精子路の異常

精管欠如・欠損/パイプカット/無精子症/通過障害

精子を運ぶための管内で問題が起こると、正常に射精できなくなってしまいます。この異常は精路通過障害といい男性不妊の原因の一つです。
精路通過障害には、生まれつき精子の通り道に異常がみられる先天性のものと、生まれた後に疾患やけが等が原因で精路障害が起こっている後天的なものがあります。
手術によって詰まっている部分や精子が進めなくなっている障害を取り除くことで、射精が可能になる場合もあります。
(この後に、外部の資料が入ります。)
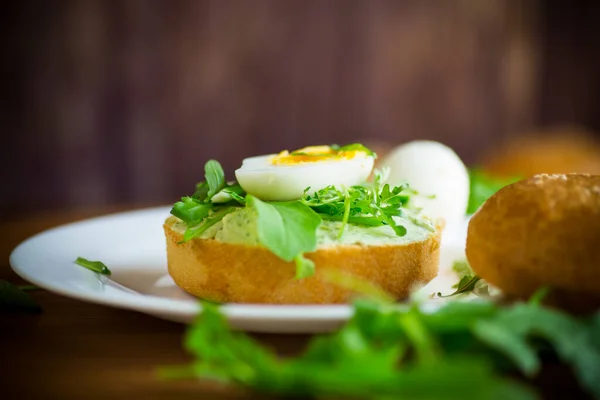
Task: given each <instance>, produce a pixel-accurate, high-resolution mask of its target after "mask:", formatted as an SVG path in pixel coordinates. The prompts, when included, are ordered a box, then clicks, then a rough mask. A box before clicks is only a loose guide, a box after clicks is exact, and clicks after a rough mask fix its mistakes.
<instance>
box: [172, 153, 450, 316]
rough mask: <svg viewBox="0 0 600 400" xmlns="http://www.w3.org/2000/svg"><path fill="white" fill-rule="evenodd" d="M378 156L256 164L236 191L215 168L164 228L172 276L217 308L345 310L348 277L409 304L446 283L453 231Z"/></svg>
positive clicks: (349, 156) (184, 287) (217, 161)
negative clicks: (269, 307)
mask: <svg viewBox="0 0 600 400" xmlns="http://www.w3.org/2000/svg"><path fill="white" fill-rule="evenodd" d="M375 158H376V154H375V153H373V152H372V151H371V150H370V149H368V148H367V147H365V146H363V145H361V144H350V145H346V146H335V145H332V146H310V147H305V148H302V149H298V150H295V151H292V152H289V151H282V152H280V153H278V154H271V155H266V156H257V157H251V158H247V159H245V160H243V163H242V165H241V167H240V168H239V169H237V170H236V171H235V176H236V180H235V181H227V180H226V179H225V174H224V171H223V168H222V167H221V165H220V164H219V163H218V161H216V160H209V161H208V162H207V163H206V165H205V180H204V181H203V182H200V183H198V184H197V185H196V190H195V191H194V193H193V194H192V195H191V196H186V197H183V198H182V199H181V201H178V202H177V203H175V204H174V206H173V208H172V210H171V215H170V216H169V217H168V218H167V220H166V221H165V223H164V225H163V228H164V231H165V235H166V242H167V261H168V270H169V274H170V275H171V277H172V278H173V280H174V281H175V283H176V284H177V285H178V286H179V287H181V288H182V289H184V290H185V291H186V292H188V293H190V294H192V295H194V296H197V297H199V298H203V299H207V300H211V301H215V302H228V303H262V304H264V303H268V304H336V303H346V302H348V301H350V300H351V299H352V297H353V296H354V290H353V289H352V287H351V285H344V284H340V282H339V281H340V279H344V277H352V278H353V279H354V278H356V279H357V281H361V282H364V281H368V282H370V284H373V285H375V286H377V287H379V288H381V289H383V290H385V291H386V292H387V293H390V294H392V295H393V296H394V297H396V298H397V299H402V298H405V297H406V296H408V295H409V294H410V293H411V292H412V290H413V289H414V288H415V286H418V285H423V284H426V283H427V282H429V281H430V280H431V279H433V278H434V277H435V276H436V275H437V273H438V263H439V255H440V238H441V229H442V226H443V221H441V220H431V219H429V218H428V217H426V216H425V215H423V214H422V212H420V210H419V209H417V208H415V207H413V206H412V205H411V204H412V203H411V197H412V196H413V194H414V191H412V190H411V188H409V187H408V185H405V184H404V185H400V186H390V185H389V184H387V183H386V182H385V181H386V171H378V170H375V171H373V164H374V160H375Z"/></svg>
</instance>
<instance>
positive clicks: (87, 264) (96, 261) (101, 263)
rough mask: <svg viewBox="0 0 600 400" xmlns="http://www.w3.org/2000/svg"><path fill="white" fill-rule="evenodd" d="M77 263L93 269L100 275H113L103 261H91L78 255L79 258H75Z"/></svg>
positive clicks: (91, 270) (79, 264) (90, 268)
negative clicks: (112, 274) (101, 261)
mask: <svg viewBox="0 0 600 400" xmlns="http://www.w3.org/2000/svg"><path fill="white" fill-rule="evenodd" d="M75 264H77V265H80V266H82V267H84V268H87V269H89V270H90V271H93V272H95V273H97V274H100V275H107V276H110V275H111V271H110V269H108V267H107V266H106V265H105V264H104V263H103V262H101V261H90V260H86V259H85V258H83V257H77V259H76V260H75Z"/></svg>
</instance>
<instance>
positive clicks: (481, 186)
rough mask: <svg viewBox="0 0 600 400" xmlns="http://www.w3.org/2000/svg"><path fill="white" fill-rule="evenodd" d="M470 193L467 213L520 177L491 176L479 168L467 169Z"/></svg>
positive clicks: (477, 208)
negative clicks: (469, 169) (468, 170)
mask: <svg viewBox="0 0 600 400" xmlns="http://www.w3.org/2000/svg"><path fill="white" fill-rule="evenodd" d="M469 178H470V193H469V205H468V207H467V214H473V213H474V212H475V211H477V210H478V209H479V208H480V207H481V206H482V205H483V203H485V202H486V201H487V199H489V198H490V197H492V196H493V195H494V193H496V192H497V191H498V190H500V189H502V188H503V187H505V186H508V185H510V184H512V183H515V182H517V181H519V180H520V179H521V178H520V177H510V178H505V179H498V178H493V177H491V176H489V175H488V174H486V173H485V172H483V171H481V170H479V169H471V170H470V171H469Z"/></svg>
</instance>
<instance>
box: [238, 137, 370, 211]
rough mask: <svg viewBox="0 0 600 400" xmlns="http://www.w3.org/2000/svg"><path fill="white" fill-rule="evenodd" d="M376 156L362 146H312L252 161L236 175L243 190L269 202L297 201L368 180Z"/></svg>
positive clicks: (242, 168) (265, 157)
mask: <svg viewBox="0 0 600 400" xmlns="http://www.w3.org/2000/svg"><path fill="white" fill-rule="evenodd" d="M374 159H375V155H374V154H373V153H372V152H371V151H369V149H367V148H365V147H363V146H361V145H349V146H343V147H340V148H337V147H332V146H310V147H305V148H302V149H299V150H295V151H293V152H288V151H282V152H281V153H279V154H271V155H265V156H257V157H250V158H246V159H244V161H243V162H242V166H241V167H240V168H239V169H237V170H236V171H235V177H236V179H237V181H238V183H239V184H240V186H241V187H242V188H243V189H244V190H245V191H246V193H249V194H251V195H253V196H256V197H258V198H259V199H261V200H266V201H288V200H297V199H300V198H301V197H302V196H303V195H304V191H305V189H307V188H310V190H309V193H314V192H316V191H318V190H321V189H324V188H325V187H327V186H329V185H333V186H335V187H336V188H338V189H343V188H344V187H350V186H352V185H358V184H361V183H363V182H365V181H366V180H367V178H368V177H369V175H370V174H371V170H372V169H373V162H374Z"/></svg>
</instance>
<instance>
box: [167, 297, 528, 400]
mask: <svg viewBox="0 0 600 400" xmlns="http://www.w3.org/2000/svg"><path fill="white" fill-rule="evenodd" d="M489 307H492V308H493V307H494V306H493V305H491V304H488V305H487V309H489ZM461 309H462V310H463V311H461V312H462V313H464V314H465V315H471V314H473V312H475V310H477V311H476V312H475V315H476V316H477V318H487V317H488V316H489V315H492V316H493V314H490V313H489V312H486V313H481V312H480V310H482V309H483V308H482V305H481V304H475V305H469V304H464V305H461ZM494 310H495V309H494ZM433 315H435V314H433ZM433 315H429V314H426V313H423V312H421V311H420V310H419V309H418V308H414V307H412V308H409V309H400V308H398V307H395V306H393V305H390V304H381V303H373V302H370V301H368V300H362V301H361V302H357V303H355V314H354V316H353V317H352V319H351V320H350V321H348V323H347V324H346V325H345V326H344V327H343V328H342V329H341V330H339V331H338V332H336V333H334V334H332V335H324V336H317V337H315V338H314V339H313V340H312V341H311V342H310V343H309V345H308V347H307V349H306V351H305V352H304V353H303V354H301V355H300V356H298V357H297V358H292V359H285V360H284V359H279V358H278V357H277V356H276V355H275V354H274V353H273V352H271V351H269V350H267V349H265V348H263V347H262V346H260V345H259V344H258V343H257V342H255V341H254V340H252V339H251V338H250V337H248V336H247V335H245V334H242V333H234V332H232V331H231V330H229V328H228V326H227V323H226V321H225V319H224V317H223V316H222V315H221V314H220V313H219V309H218V308H217V307H215V306H212V305H203V312H202V314H201V315H200V317H199V318H198V320H197V321H196V323H195V324H194V325H193V326H192V327H191V328H190V329H189V330H188V333H187V335H186V339H185V345H186V348H187V349H188V351H189V352H191V353H192V354H193V355H195V356H196V360H195V361H194V362H193V363H192V365H190V366H189V367H188V368H187V369H181V368H179V369H171V370H167V371H165V370H163V371H162V372H163V374H162V375H163V376H167V377H171V378H172V377H189V376H190V375H192V376H196V377H200V378H204V379H213V380H214V379H217V380H219V381H221V382H229V383H233V384H237V385H241V386H245V387H248V388H252V389H255V390H257V391H259V392H266V393H275V394H279V395H283V396H287V395H289V396H311V397H318V398H330V397H335V398H360V399H371V398H381V399H383V398H419V399H457V400H458V399H493V398H510V399H533V398H535V394H534V393H533V392H532V391H531V390H530V389H529V388H527V387H525V386H523V385H521V384H517V383H514V382H512V381H510V380H507V379H505V378H503V377H501V376H500V375H499V374H498V373H497V371H496V368H495V367H496V366H495V364H494V362H495V358H494V357H491V354H490V352H489V351H488V352H485V351H482V352H479V353H477V354H456V353H454V352H453V350H452V346H447V343H446V342H444V341H440V340H438V339H439V338H442V337H443V335H444V334H445V333H444V332H445V330H444V329H440V327H444V326H445V325H439V324H438V325H432V324H431V320H432V318H433V319H434V317H433ZM455 315H456V312H449V313H446V316H445V317H443V318H444V320H450V319H452V317H453V316H455ZM438 319H439V317H438ZM461 321H462V322H461V331H460V336H461V340H474V339H473V336H472V335H471V333H470V331H469V326H470V324H471V322H472V318H471V319H462V320H461ZM453 323H454V322H453ZM432 327H433V328H432ZM453 332H454V334H455V335H456V332H458V331H457V330H456V329H454V330H453ZM432 382H433V383H435V384H432Z"/></svg>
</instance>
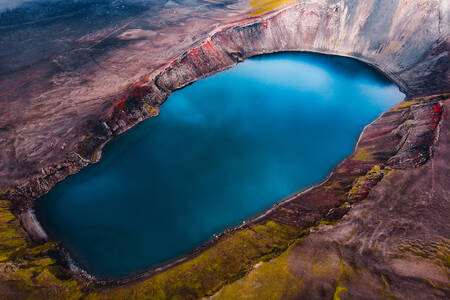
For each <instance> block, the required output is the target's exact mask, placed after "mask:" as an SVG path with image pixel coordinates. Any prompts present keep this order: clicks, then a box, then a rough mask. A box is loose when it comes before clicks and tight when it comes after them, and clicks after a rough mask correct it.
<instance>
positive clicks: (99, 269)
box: [35, 53, 404, 278]
mask: <svg viewBox="0 0 450 300" xmlns="http://www.w3.org/2000/svg"><path fill="white" fill-rule="evenodd" d="M403 97H404V95H403V94H402V93H400V92H399V90H398V88H397V87H396V86H395V85H394V84H392V83H391V82H389V81H387V80H386V79H385V78H383V77H380V76H379V74H377V73H376V72H374V70H372V69H371V68H369V67H368V66H367V65H365V64H363V63H360V62H358V61H356V60H352V59H349V58H342V57H335V56H325V55H318V54H309V53H282V54H274V55H268V56H260V57H255V58H252V59H249V60H246V61H245V62H243V63H241V64H239V65H238V66H236V67H235V68H233V69H230V70H227V71H224V72H221V73H219V74H216V75H214V76H211V77H209V78H207V79H204V80H200V81H198V82H196V83H194V84H192V85H189V86H188V87H186V88H184V89H182V90H179V91H176V92H175V93H174V94H173V95H172V96H170V98H169V99H168V100H167V102H166V103H165V104H164V105H163V106H162V107H161V113H160V116H158V117H156V118H153V119H149V120H147V121H145V122H142V123H141V124H139V125H138V126H136V127H135V128H133V129H131V130H130V131H128V132H127V133H125V134H124V135H123V136H121V137H120V138H119V139H118V140H116V141H114V142H112V143H111V144H110V145H109V146H108V147H107V148H106V149H105V152H104V156H103V158H102V160H101V161H100V162H99V163H98V164H95V165H92V166H90V167H88V168H86V169H84V170H83V171H82V172H80V173H79V174H76V175H74V176H71V177H70V178H68V179H67V180H65V181H64V182H62V183H60V184H58V185H57V186H56V187H55V188H54V189H53V190H52V191H51V192H50V193H49V194H48V195H46V196H45V197H43V198H42V199H39V200H38V201H36V206H35V209H36V213H37V216H38V219H39V221H40V222H41V223H42V225H43V227H44V229H45V230H46V231H47V232H48V234H49V236H50V237H51V238H52V239H55V240H58V241H61V242H62V244H63V245H64V247H66V248H67V249H68V250H69V252H70V254H71V255H72V256H73V257H74V258H75V259H76V260H77V261H78V262H79V263H80V265H81V266H82V267H83V268H85V269H86V270H87V271H88V272H90V273H92V274H94V275H96V276H97V277H100V278H120V277H124V276H127V275H130V274H133V273H136V272H139V271H142V270H144V269H147V268H149V267H151V266H154V265H156V264H160V263H162V262H165V261H168V260H171V259H173V258H175V257H177V256H180V255H182V254H184V253H187V252H189V251H191V250H192V249H194V248H196V247H197V246H199V245H201V244H202V243H204V242H206V241H207V240H209V239H210V238H211V236H212V235H213V234H215V233H220V232H222V231H223V230H225V229H226V228H229V227H233V226H235V225H237V224H239V223H240V222H241V221H243V220H244V219H246V218H249V217H250V216H252V215H255V214H257V213H260V212H262V211H264V210H265V209H267V208H268V207H270V206H271V205H273V204H274V203H276V202H278V201H280V200H282V199H283V198H285V197H286V196H288V195H290V194H292V193H294V192H296V191H298V190H301V189H303V188H306V187H308V186H310V185H312V184H315V183H318V182H320V181H321V180H323V179H324V178H325V177H326V176H327V175H328V173H329V172H330V170H331V169H332V168H333V167H334V166H335V165H337V164H338V163H339V162H340V161H341V160H342V159H343V158H345V157H346V156H347V155H349V154H350V153H351V152H352V151H353V147H354V144H355V142H356V141H357V139H358V136H359V134H360V132H361V130H362V128H363V127H364V126H365V125H366V124H368V123H369V122H371V121H372V120H374V119H375V118H376V117H377V116H378V115H379V114H380V113H382V112H383V111H385V110H387V109H388V108H390V107H391V106H393V105H394V104H396V103H398V102H399V101H401V100H402V98H403Z"/></svg>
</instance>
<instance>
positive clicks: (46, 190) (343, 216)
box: [0, 1, 450, 299]
mask: <svg viewBox="0 0 450 300" xmlns="http://www.w3.org/2000/svg"><path fill="white" fill-rule="evenodd" d="M443 3H444V2H440V1H398V2H396V3H395V5H394V4H393V3H391V2H390V1H364V3H363V2H359V3H355V2H353V1H299V2H296V3H293V4H289V5H287V6H285V7H282V8H279V9H276V10H275V11H273V12H269V13H266V14H263V15H260V16H248V15H246V14H247V13H248V12H249V11H248V10H245V9H242V12H234V13H233V14H230V15H228V16H226V17H224V18H221V19H220V21H218V20H215V21H214V22H213V21H211V20H209V21H205V22H204V23H201V22H200V25H197V27H195V28H193V29H192V30H193V31H192V32H189V33H188V34H190V35H191V34H192V35H193V34H194V33H195V32H201V33H202V34H198V35H197V37H198V38H193V39H192V40H191V41H192V42H190V43H188V42H184V43H181V44H178V45H176V46H168V44H167V43H166V44H164V45H162V46H161V48H164V47H168V49H167V53H168V56H170V55H172V56H171V58H170V59H169V58H164V59H159V62H158V63H155V62H154V61H153V60H152V59H151V55H150V57H148V55H149V54H148V53H147V48H146V47H150V48H151V46H150V44H151V43H153V42H154V40H153V38H154V37H153V36H154V35H153V33H154V32H153V33H152V32H151V30H148V29H140V28H133V27H132V25H135V24H136V23H130V24H129V25H127V26H128V27H127V26H125V27H123V28H122V29H120V30H119V31H117V32H116V33H114V36H113V38H112V40H113V41H116V42H117V41H119V40H124V39H127V40H128V41H131V42H130V43H128V44H125V46H121V47H117V49H116V50H114V51H111V52H109V53H108V55H103V56H101V57H100V58H101V59H103V60H102V61H101V62H102V63H103V66H106V67H112V66H117V67H121V66H124V69H123V70H122V72H123V73H122V74H123V75H122V76H125V77H127V76H128V74H131V73H132V72H133V71H136V72H135V73H136V74H138V76H137V75H133V76H131V75H130V77H129V78H131V79H127V80H125V83H121V84H119V83H117V81H114V80H113V81H108V80H105V81H104V82H103V83H102V82H101V80H104V79H105V78H106V77H107V76H109V74H110V73H111V70H109V71H105V68H100V69H98V70H97V69H95V72H91V73H89V71H92V70H94V69H92V68H94V67H93V66H92V65H90V64H87V65H86V64H80V65H77V67H76V68H73V69H72V70H71V69H70V68H69V65H68V62H67V60H68V61H69V62H70V61H71V60H75V62H77V61H76V60H77V59H78V58H76V56H73V55H74V53H73V52H72V53H71V54H70V55H69V56H67V57H66V58H65V59H66V60H64V61H65V65H63V66H62V67H61V66H60V68H61V69H62V71H61V72H59V73H56V75H53V77H50V79H48V80H49V81H51V80H59V81H55V82H58V83H57V84H53V85H52V86H51V87H49V86H47V82H45V83H42V84H41V86H40V87H37V88H36V90H39V89H40V88H41V89H42V93H40V94H39V95H36V94H33V93H32V92H31V91H27V90H26V89H24V90H22V94H20V90H13V91H9V92H6V91H5V90H2V91H1V95H2V96H1V97H2V103H8V106H7V107H5V106H3V107H4V108H2V110H3V111H2V112H1V114H2V120H1V122H0V146H1V147H2V149H4V151H2V153H1V162H0V175H1V180H0V188H1V193H0V195H1V199H3V200H2V201H1V214H0V216H1V218H2V225H1V226H2V227H0V245H1V248H0V249H1V250H0V258H1V260H0V270H1V271H2V272H1V274H0V276H1V277H0V278H1V280H0V290H1V291H2V292H4V293H3V294H4V295H6V298H11V299H14V298H20V297H22V296H29V295H33V296H35V297H40V298H55V299H60V298H61V297H64V298H66V296H68V295H70V296H72V297H73V298H82V297H84V298H92V299H96V298H100V299H114V298H117V299H124V298H127V299H130V298H137V299H141V298H170V297H173V296H176V295H178V296H181V297H182V298H199V297H204V296H208V295H209V296H212V295H213V294H215V293H216V292H218V293H217V294H215V296H214V297H218V298H220V297H223V298H225V299H229V298H230V297H246V298H256V299H258V298H259V299H260V298H270V297H272V298H274V299H278V298H297V297H299V296H303V297H305V298H313V299H314V298H324V297H325V298H327V297H333V296H335V297H342V298H346V297H348V298H352V297H353V298H355V297H359V298H361V297H362V298H386V297H395V298H405V299H406V298H417V299H423V298H426V297H432V298H433V297H434V298H436V299H440V298H446V297H448V296H449V289H448V283H449V279H448V278H449V277H448V276H449V275H448V274H449V265H448V258H449V252H450V251H449V244H448V241H449V232H450V231H449V228H448V222H447V220H448V219H450V218H449V215H448V211H450V210H449V207H448V206H449V202H450V201H449V199H450V197H449V189H448V187H447V185H446V182H450V175H449V174H450V172H449V169H448V166H447V161H448V152H449V151H450V150H449V149H450V148H449V128H448V127H449V126H450V121H449V119H448V118H449V115H448V109H449V103H450V102H449V100H448V98H449V95H448V92H449V86H450V85H449V79H448V65H449V59H448V36H449V35H448V8H446V6H445V4H443ZM243 12H245V13H243ZM185 13H188V12H185ZM210 14H212V15H213V16H215V17H216V18H218V17H217V16H216V15H215V14H214V13H210ZM186 22H188V21H186ZM215 22H217V23H215ZM211 24H220V26H216V27H215V28H214V29H212V30H208V29H209V28H211ZM171 30H174V28H171ZM173 35H176V34H175V33H174V34H173ZM108 38H109V39H111V37H108ZM159 38H160V37H159ZM109 41H110V42H111V40H109ZM142 41H144V42H142ZM146 43H147V44H146ZM169 44H170V41H169ZM161 48H157V47H156V48H155V49H158V50H159V49H161ZM279 51H312V52H321V53H327V54H337V55H345V56H350V57H354V58H356V59H359V60H362V61H364V62H366V63H368V64H370V65H372V66H374V67H375V68H377V69H379V70H380V71H381V72H382V73H383V74H385V75H386V76H388V77H389V78H391V79H392V80H393V81H394V82H396V83H397V84H398V85H399V87H400V88H401V89H402V91H403V92H405V93H406V94H407V96H408V98H407V99H406V100H405V101H404V102H403V103H402V104H400V105H399V106H397V107H395V108H394V109H392V110H391V111H389V112H386V113H384V114H383V115H382V116H381V117H380V118H378V119H377V120H376V121H375V122H373V123H372V124H370V125H369V126H367V127H366V128H365V130H364V131H363V133H362V135H361V137H360V139H359V141H358V144H357V145H356V148H355V152H354V153H353V154H352V155H351V156H350V157H348V158H347V159H345V160H344V161H343V162H342V163H341V164H339V165H338V166H337V167H336V168H335V169H334V170H333V172H332V174H331V175H330V176H329V177H328V178H327V179H326V180H325V181H324V182H323V183H321V184H320V185H318V186H316V187H313V188H311V189H309V190H307V191H305V192H303V193H300V194H298V195H295V196H293V197H291V198H290V199H288V200H286V201H284V202H282V203H280V204H278V205H276V206H274V207H273V208H272V209H271V210H269V211H268V212H266V213H265V214H263V215H262V216H260V217H257V218H255V219H254V220H252V221H251V222H248V223H247V224H246V225H245V226H242V227H240V228H237V229H236V230H233V231H230V232H227V233H225V234H223V235H221V236H220V237H219V238H218V239H216V240H215V241H213V242H212V243H210V244H209V245H208V247H204V248H201V249H200V251H196V252H195V253H194V254H193V255H191V256H188V257H186V258H185V259H183V260H182V261H179V262H178V263H177V264H174V265H173V266H171V267H170V268H161V269H159V270H158V272H155V270H151V271H149V272H148V273H145V274H141V275H139V276H137V277H135V278H130V279H128V280H125V281H121V282H113V283H108V284H107V285H106V286H103V285H99V284H98V283H95V282H94V281H92V280H90V279H88V278H86V277H79V276H77V275H74V274H73V273H71V272H70V270H69V269H68V268H67V266H66V265H65V262H64V261H63V260H61V256H60V254H59V246H58V245H57V244H55V243H52V242H45V243H42V242H37V241H36V240H39V241H42V239H45V238H43V237H44V234H45V233H43V232H41V231H40V230H39V228H38V227H37V226H36V223H33V222H32V221H33V218H32V217H30V213H29V210H30V208H31V207H32V203H33V201H34V200H35V199H37V198H38V197H40V196H41V195H43V194H45V193H46V192H48V190H49V189H51V188H52V187H53V186H54V185H55V184H56V183H57V182H59V181H61V180H63V179H64V178H65V177H67V176H69V175H70V174H73V173H75V172H78V171H79V170H80V169H81V168H83V167H85V166H86V165H88V164H89V163H93V162H96V161H98V160H99V159H100V157H101V151H102V148H103V146H104V145H105V144H106V143H107V142H108V141H110V140H111V139H113V138H115V137H117V136H119V135H120V134H121V133H123V132H124V131H126V130H127V129H129V128H131V127H132V126H134V125H136V124H137V123H139V122H140V121H142V120H144V119H146V118H149V117H152V116H155V115H157V114H158V113H159V107H160V105H161V104H162V103H163V102H164V101H165V100H166V99H167V97H168V96H169V95H170V94H171V93H172V92H173V91H174V90H177V89H180V88H182V87H184V86H186V85H187V84H190V83H192V82H194V81H196V80H198V79H200V78H203V77H206V76H208V75H211V74H214V73H216V72H219V71H221V70H224V69H227V68H230V67H232V66H234V65H235V64H236V63H238V62H240V61H242V60H243V59H245V58H248V57H251V56H254V55H259V54H265V53H272V52H279ZM131 54H133V55H134V57H137V59H136V61H139V64H140V65H139V68H138V69H137V68H136V64H133V63H132V64H130V65H131V66H129V65H125V64H123V63H120V62H118V61H119V60H121V59H125V58H126V56H127V55H131ZM153 55H155V54H153ZM155 57H156V55H155ZM156 60H158V59H156ZM164 60H165V61H164ZM56 61H57V62H60V63H61V61H62V58H60V57H58V58H56ZM77 63H78V62H77ZM143 63H144V65H142V64H143ZM145 63H147V66H145ZM75 71H76V72H75ZM102 72H103V73H102ZM105 72H106V73H105ZM75 73H76V74H75ZM52 74H53V73H52ZM80 74H81V75H80ZM74 76H75V77H74ZM69 78H70V80H69ZM45 80H47V79H45ZM102 84H103V85H102ZM110 84H112V85H114V88H111V89H112V90H113V93H110V92H109V90H107V89H105V85H106V87H108V86H109V85H110ZM75 89H76V90H75ZM19 94H20V96H18V95H19ZM3 117H4V118H3ZM30 224H31V225H30ZM33 224H34V225H33ZM24 227H25V228H27V231H28V233H25V232H24V230H23V228H24ZM30 235H32V236H34V237H37V238H35V239H34V241H33V240H30V238H29V237H30ZM155 274H156V275H155ZM227 284H228V285H227ZM224 286H225V288H223V289H221V288H222V287H224ZM261 286H264V288H260V287H261ZM243 293H244V294H245V293H247V294H245V295H244V294H243Z"/></svg>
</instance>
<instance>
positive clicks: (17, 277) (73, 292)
mask: <svg viewBox="0 0 450 300" xmlns="http://www.w3.org/2000/svg"><path fill="white" fill-rule="evenodd" d="M57 251H58V247H57V244H56V243H52V242H47V243H44V244H36V243H34V242H32V241H29V240H28V239H27V238H26V233H25V232H24V231H23V229H22V227H21V225H20V222H19V220H18V219H17V218H16V217H15V216H14V214H12V213H11V210H10V206H9V202H8V201H4V200H0V281H1V291H2V295H0V299H18V298H24V299H25V298H27V299H46V298H47V299H61V297H63V298H65V299H78V298H80V297H81V296H82V292H81V285H80V284H79V282H78V281H76V280H74V279H71V278H72V276H71V274H69V273H68V271H67V270H66V269H65V268H64V267H62V266H61V264H60V263H59V262H57V261H56V260H55V259H54V258H53V257H56V256H57Z"/></svg>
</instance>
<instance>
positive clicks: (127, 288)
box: [88, 221, 302, 299]
mask: <svg viewBox="0 0 450 300" xmlns="http://www.w3.org/2000/svg"><path fill="white" fill-rule="evenodd" d="M301 232H302V231H301V230H299V229H296V228H293V227H289V226H284V225H280V224H277V223H275V222H273V221H270V222H267V223H266V224H264V225H255V226H252V227H250V228H248V229H243V230H240V231H237V232H234V233H230V234H228V235H226V236H225V237H223V238H222V239H221V241H219V242H218V243H217V244H216V245H215V246H213V247H212V248H210V249H208V250H206V251H205V252H203V253H201V254H200V255H199V256H197V257H195V258H193V259H191V260H189V261H187V262H185V263H183V264H180V265H178V266H176V267H174V268H172V269H169V270H167V271H166V272H163V273H161V274H158V275H156V276H154V277H152V278H149V279H147V280H145V281H143V282H140V283H136V284H134V285H130V286H127V287H119V288H115V289H109V290H103V291H101V292H99V293H96V294H91V295H89V296H88V299H147V298H152V299H177V297H178V298H180V299H196V298H199V297H203V296H205V295H206V296H207V295H213V294H214V293H215V292H216V291H217V290H218V289H219V288H221V287H222V286H224V285H225V284H227V283H231V282H234V281H236V280H237V279H239V278H241V277H243V276H244V275H245V274H246V273H247V272H248V271H249V270H250V268H251V266H253V265H254V264H256V263H257V262H260V261H264V260H268V259H270V258H272V257H275V256H277V255H279V254H280V253H281V252H282V251H283V250H285V249H286V248H287V247H288V246H289V244H290V243H291V241H293V240H294V239H295V238H297V237H298V236H299V235H300V234H301Z"/></svg>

また、射精が困難でも精巣内で正常な精子が作られていれば顕微鏡受精を受けることも可能です。


精子路

精管欠如・欠損

生まれつき体内に精管が存在していない先天性の精管欠如には、左右両方の精管が欠如している場合と、どちらか片方だけが欠損している場合があります。
男性不妊を訴えている人の中で、1〜2%程度で見つかる異常なので、大変珍しいという原因ではありません。
両方が欠如している場合でも、排尿に問題はなく自覚症状もないことから、自分で気が付くというのは困難です。
また、閉塞してから長期間経過していると精巣の機能や能力が著しく低下している事が多い為、妊娠が困難であることも少なくありません。


パイプカット

後天的に精管をカットし、精子が通れなくなるようにする事をパイプカットといいます。
子供を望まないけれど性交渉を行う可能性のある場合や、生殖器系の疾患治療の為に行われることもあります。
一般的には、一度パイプカットを行うと、その後子供を望むのは無理だと思われていたようですが、精管とつなぎ合わせる手術を行ったり、精巣内から直接精子を取り出して顕微鏡受精を行うことができるので、子供を持つことは不可能ではありません。
しかし、これらの治療や手術は、簡単ではなくは大きな負担がかかります。


無精子症
(閉塞無精子症)

精巣内で正常な精子を作る事に問題はなくても、精子が運ばれる精路がふさがっていて通過できず、結果射精しても精液中に精子が認められない状態です。
精管が塞がってしまうのは、両側精巣上体炎・射精管閉塞症・精管欠如といった生殖器の異常の他、小児期両側ヘルニアの治療による手術が原因でなる場合や、全くの原因不明である場合も少なくありません。
また、閉塞性無精子症を引き起こす疾患にyoung症候群という、精巣上体管頭部の突発的閉鎖と慢性副腔炎や慢性気管支炎、気管支拡張を併発する疾患もあります。


通過障害

前立腺炎・副睾丸炎・精嚢炎など、精管もしくは精管とつながっている周辺器官が炎症を起こすことによって閉塞したり精子が通りにくくなります。
炎症を起こす原因は、サイキン・病原菌が侵入して起こるものが一般的です。
精嚢炎は前立腺炎と併発して起こることが多く、前立腺炎を発症すると発熱し、頻尿になります。頻繁になっても排尿痛や排尿困難になるため、日常生活にも支障が出ます。
また、副睾丸炎は精管炎と併発する事が多く、発熱・痛みを伴う自覚症状がありますから閉塞する前に病院へ行きましょう。